文字を覚える
応答型ママだったわたしは、読み書きについても、こどもたちの求めに応じたのみだった。
息子は幼稚園の年長組のときにポケモンを始めた。
忘れもしない緑色のゲームボーイ。
彼はそれを一日に何十回となくわたしのところに持ってきて、聞いた。
「なんて書いたある?」
方言ではないのだが「書いてある」の「て」と「あ」がリエゾンしてこうなるのだった。
わたしはその都度、ダイアローグのなかを読んでやる。
「ピカチュウのこうげき!」
「リザードンをつかまえた」
あとはよく覚えていない。
めんどくさいと思ったことがなかったのは、やはり、書いてあるものならなんでも好きな性分だからか。

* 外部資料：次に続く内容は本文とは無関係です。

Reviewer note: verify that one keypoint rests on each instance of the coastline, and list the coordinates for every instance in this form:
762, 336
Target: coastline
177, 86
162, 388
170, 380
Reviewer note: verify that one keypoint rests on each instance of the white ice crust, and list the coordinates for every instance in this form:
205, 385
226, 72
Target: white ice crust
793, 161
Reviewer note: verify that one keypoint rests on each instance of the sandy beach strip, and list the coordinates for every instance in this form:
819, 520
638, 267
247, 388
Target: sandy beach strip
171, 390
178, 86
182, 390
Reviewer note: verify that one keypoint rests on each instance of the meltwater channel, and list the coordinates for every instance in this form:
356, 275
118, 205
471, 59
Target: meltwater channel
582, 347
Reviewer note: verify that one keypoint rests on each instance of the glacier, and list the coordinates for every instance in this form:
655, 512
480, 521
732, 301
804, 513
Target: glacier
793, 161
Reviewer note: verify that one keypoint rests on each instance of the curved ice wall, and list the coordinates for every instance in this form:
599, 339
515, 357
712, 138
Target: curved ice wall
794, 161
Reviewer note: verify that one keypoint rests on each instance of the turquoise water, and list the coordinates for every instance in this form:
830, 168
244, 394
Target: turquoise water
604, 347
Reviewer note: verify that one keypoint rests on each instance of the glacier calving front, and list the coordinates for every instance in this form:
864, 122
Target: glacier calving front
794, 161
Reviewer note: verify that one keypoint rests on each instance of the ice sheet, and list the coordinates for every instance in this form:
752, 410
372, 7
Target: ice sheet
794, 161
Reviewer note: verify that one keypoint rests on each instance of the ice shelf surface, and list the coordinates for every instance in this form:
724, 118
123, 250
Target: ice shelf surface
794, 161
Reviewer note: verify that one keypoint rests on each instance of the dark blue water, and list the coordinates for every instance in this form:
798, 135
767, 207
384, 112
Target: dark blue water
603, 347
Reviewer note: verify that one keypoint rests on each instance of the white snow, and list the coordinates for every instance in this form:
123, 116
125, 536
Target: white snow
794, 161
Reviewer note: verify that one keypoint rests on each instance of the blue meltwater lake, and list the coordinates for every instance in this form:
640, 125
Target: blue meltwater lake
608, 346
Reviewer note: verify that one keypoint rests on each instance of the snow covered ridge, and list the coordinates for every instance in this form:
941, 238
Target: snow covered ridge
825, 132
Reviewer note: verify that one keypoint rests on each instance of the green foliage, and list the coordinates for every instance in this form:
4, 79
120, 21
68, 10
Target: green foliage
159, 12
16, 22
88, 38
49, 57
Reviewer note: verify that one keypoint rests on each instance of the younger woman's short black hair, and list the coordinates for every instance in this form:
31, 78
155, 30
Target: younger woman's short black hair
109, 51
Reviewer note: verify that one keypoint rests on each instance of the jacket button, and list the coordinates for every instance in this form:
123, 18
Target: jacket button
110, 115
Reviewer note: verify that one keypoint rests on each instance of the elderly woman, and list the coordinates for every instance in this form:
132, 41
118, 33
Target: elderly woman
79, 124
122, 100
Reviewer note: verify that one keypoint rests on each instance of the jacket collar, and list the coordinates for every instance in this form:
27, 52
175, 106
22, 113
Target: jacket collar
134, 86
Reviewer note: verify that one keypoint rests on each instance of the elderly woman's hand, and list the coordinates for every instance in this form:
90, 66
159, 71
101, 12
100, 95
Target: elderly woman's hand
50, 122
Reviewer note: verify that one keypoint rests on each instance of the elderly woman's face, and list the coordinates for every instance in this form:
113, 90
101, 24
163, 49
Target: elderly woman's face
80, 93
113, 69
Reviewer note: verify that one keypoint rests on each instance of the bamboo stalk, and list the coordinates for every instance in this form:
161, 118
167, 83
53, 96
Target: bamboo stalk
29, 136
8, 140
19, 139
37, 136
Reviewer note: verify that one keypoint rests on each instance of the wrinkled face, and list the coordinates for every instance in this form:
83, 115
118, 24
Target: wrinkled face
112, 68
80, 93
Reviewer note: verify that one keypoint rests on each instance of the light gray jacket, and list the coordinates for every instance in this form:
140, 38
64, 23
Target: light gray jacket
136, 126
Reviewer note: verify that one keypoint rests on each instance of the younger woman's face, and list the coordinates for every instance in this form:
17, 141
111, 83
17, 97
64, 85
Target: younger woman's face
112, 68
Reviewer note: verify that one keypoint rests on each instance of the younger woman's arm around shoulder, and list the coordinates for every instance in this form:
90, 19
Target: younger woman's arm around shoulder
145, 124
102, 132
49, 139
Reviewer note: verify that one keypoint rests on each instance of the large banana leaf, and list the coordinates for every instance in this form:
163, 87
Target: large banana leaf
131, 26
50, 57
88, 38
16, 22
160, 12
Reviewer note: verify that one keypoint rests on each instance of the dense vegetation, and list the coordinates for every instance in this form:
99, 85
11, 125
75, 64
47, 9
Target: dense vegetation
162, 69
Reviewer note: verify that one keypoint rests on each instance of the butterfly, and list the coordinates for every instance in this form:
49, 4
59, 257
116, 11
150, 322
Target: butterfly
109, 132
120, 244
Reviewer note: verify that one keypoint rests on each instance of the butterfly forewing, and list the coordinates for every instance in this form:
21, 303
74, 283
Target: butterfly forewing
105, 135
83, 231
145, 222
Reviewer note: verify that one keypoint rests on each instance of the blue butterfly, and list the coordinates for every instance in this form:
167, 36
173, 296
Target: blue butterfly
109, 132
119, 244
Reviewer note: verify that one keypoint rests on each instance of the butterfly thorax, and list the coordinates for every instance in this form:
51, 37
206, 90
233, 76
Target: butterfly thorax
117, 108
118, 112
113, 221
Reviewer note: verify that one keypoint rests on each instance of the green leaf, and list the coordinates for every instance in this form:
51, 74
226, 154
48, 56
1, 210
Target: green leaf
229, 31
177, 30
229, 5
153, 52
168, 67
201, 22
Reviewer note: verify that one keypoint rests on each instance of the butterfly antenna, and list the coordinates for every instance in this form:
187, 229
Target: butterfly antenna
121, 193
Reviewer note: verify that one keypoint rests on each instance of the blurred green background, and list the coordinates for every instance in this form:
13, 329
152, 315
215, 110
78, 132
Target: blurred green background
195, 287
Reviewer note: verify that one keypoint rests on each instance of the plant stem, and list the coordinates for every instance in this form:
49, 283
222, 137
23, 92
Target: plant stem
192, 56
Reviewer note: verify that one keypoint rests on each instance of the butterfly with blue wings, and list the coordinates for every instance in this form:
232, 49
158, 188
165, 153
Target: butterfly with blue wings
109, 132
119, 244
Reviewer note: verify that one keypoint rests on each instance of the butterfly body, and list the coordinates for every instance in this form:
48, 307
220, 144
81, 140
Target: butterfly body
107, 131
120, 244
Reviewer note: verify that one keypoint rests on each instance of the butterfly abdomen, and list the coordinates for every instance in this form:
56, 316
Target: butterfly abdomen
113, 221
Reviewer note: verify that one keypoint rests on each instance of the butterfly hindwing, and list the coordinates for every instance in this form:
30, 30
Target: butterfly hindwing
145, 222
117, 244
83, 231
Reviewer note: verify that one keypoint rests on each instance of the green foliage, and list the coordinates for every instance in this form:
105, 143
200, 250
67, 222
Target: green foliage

くる日もくる日も、わたしはなんて書いてあるかを読み聞かせつづけ、息子はポケモンをつぎつぎに捕まえていた。
そしてある日、息子はわたしに聞きにこなくなった。
その日、彼のなかで、ポケモンクロスワードパズルのカタカナ編とひらがな編が、同時に完成したのだ。
カタカナとひらがな、両方とも、ある日突然に読めるようになっていた。
最後のマスが埋まるときの音を聞いてみたかったものだが、それはたしかに、一日のうちのできごとだった。
かたや娘は行動から入っていった。
幼稚園の年中組に上がった頃、ともだちに手紙を書きたいという。
レターセットを渡してやると、便箋一枚に、びっしりとミミズを這わせた。
つまり、彼女の思う字のようなものを最初の行から最後の行まで、各行頭からおしりまで、きっちりと書ききったのだ。
そしてそれを封筒に入れ、スティック糊で封をし、翌日幼稚園に持っていった。
手紙を渡した女の子のおかあさんも、洒落の利く人だった。
翌日、お迎えのときに会うと、いいお手紙だったわねえ、と笑顔でいってくれた。
字を書きたいという娘に、息子のともだちも協力してくれた。
うちに遊びにきた二人の男の子は、息子の使いかけのこくごのノートに、ひらがなを書き、すぐに消しゴムで消した。
そして娘にいうのだった。
消したあとに残ってる線をなぞってごらん、字が書けるよ。
なんて優しいの。
わたしのほうが感激していた。
娘がなぞったのを見せると、彼らは上手上手、と花丸をつけてくれた。
こうして娘はひらがなを覚えた。
読むほうは、漫画を一冊まるまる読んだ振りをするところから始めて、いつの間にかほんとうに読んでいた。
読んだ振りなのがバレバレでも、息子はからかったりしなかった。
わたしも、もう読めたの、すごいねえ、と褒めただけ。
息子のジェントルさと、わたしのオーバーめのリアクションが、娘を助けていたのだろう。
二人に共通しているのは、自分の興味のあるもので覚えたということだ。
そこには意欲があった。
興味も意欲もこども自身に任せていれば、きっと湧いてくるものだと思う。